Once Sajudis came to power, and confronted severe power shortages, it dumped its antinuclear platform. But going ahead with the third reactor had already become impossible. Vytenis Andriukaitis, a Social Democratic deputy to the Lithuanian Sejm, explains: "After construction was halted, the population simply stole everything of value ... The antinuclear statements by Sajudis were pure speculation ... Now we've been left with two obsolete and dangerous reactors we can't shut down."

In Kazakhstan, where there have been appalling consequences of nuclear testing, secrecy provisions have been lifted from 13 of the 22 testing sites. Most are still in operation, even though the government has declared the state to be non-nuclear.

According to activists of the antinuclear Nevada-Semipalatinsk Movement quoted in January by Nezavisimaya Gazeta, "The test ranges are mainly unfenced and unguarded, and there are no stations for the decontamination of vehicles. Radioactive earth is carried off around the district on the wheels of cars and trucks."

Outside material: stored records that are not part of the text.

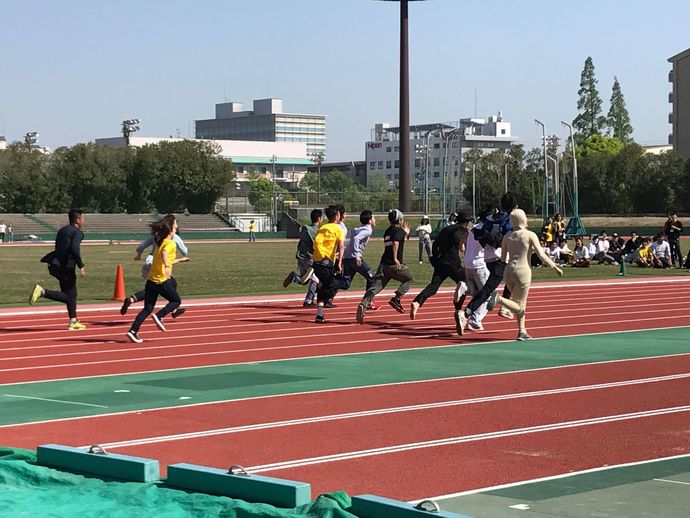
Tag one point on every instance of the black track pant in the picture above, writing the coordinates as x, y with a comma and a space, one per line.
496, 269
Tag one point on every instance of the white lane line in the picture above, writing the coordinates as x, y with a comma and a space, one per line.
672, 481
392, 410
296, 463
552, 477
318, 356
327, 391
55, 400
225, 343
300, 297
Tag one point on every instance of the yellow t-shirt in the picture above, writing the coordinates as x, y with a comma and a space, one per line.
157, 271
325, 241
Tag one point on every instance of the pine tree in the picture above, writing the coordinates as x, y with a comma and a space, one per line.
589, 121
618, 119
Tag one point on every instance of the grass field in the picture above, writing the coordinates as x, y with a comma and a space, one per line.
217, 269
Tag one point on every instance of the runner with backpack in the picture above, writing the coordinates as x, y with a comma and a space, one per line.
490, 234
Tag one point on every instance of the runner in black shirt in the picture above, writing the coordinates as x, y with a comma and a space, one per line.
391, 266
672, 229
446, 262
61, 264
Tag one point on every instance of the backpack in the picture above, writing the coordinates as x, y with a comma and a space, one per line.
492, 231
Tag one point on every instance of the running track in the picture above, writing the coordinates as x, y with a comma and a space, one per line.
407, 440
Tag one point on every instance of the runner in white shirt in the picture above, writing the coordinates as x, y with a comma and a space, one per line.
661, 252
477, 274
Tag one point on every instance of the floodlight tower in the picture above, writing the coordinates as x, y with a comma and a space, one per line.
404, 133
129, 126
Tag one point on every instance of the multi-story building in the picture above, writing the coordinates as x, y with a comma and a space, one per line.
432, 146
679, 118
266, 122
356, 170
287, 161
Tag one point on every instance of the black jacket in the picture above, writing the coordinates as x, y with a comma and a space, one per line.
67, 253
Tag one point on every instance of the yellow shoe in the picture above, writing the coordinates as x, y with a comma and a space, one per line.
36, 294
76, 326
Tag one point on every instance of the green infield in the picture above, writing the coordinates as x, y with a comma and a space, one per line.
220, 269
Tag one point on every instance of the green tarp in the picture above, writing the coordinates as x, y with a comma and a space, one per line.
28, 490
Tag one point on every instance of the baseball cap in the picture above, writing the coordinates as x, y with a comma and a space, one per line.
395, 215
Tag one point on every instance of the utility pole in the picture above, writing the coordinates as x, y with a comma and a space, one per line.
545, 207
575, 226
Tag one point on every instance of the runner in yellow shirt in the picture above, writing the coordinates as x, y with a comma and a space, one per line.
159, 280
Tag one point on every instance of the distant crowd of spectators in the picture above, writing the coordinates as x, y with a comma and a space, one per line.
661, 251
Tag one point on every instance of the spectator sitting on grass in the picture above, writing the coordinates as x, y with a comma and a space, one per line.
580, 255
536, 262
661, 252
547, 230
566, 253
643, 255
627, 253
558, 228
602, 250
554, 252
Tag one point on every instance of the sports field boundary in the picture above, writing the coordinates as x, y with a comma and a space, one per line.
299, 297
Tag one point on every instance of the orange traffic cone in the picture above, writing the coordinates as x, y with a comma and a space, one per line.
119, 293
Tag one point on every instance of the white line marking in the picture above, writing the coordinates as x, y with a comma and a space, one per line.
672, 481
300, 298
296, 463
553, 477
55, 400
392, 410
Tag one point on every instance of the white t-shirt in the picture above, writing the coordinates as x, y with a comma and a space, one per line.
423, 231
661, 250
581, 253
474, 253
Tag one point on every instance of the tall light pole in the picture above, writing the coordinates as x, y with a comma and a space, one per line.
274, 205
129, 126
575, 226
545, 208
317, 158
404, 173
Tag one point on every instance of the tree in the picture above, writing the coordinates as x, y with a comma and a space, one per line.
618, 119
589, 121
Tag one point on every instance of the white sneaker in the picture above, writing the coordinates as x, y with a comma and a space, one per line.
493, 300
460, 321
475, 326
158, 322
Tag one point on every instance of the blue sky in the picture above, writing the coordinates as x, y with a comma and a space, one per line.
73, 70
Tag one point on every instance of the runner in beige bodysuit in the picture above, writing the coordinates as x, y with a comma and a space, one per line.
517, 247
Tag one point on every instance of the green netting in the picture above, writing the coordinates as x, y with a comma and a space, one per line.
28, 490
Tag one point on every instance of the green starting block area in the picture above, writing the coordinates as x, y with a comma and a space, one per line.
658, 488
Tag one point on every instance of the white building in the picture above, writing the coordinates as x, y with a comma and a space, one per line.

Professor Bigaliev, one of the leaders of the movement, describes another alarming situation: "The region of the Azgir testing range is where ... rockets launched from the Kapustin Yar site return to earth. They include rockets with nuclear warheads. Every three or four kilometres there are pieces of these rockets." Local residents use unburnt fuel from the rockets for domestic purposes. When burnt, it gives off dioxin.

Unauthorised use of poisonous and radioactive wastes was a familiar problem in Soviet society. In Voronezh, where the first nuclear power plant in the USSR was built, cases are recorded of people stealing and drinking radioactive alcohol used for flushing out the cooling system. As a result of numerous radioactive spills, the soil in the vicinity is almost as contaminated as around Chernobyl, but Voronezh potatoes can still be bought at any market in Moscow.

Cases of explosions and accidents in military facilities have become frequent, including in those of the strategic forces. The most diverse kinds of military equipment are stolen and sold. Police throughout the world tremble at the mention of a new type of criminal enterprise — underground speculation in stolen radioactive fuel from the former USSR.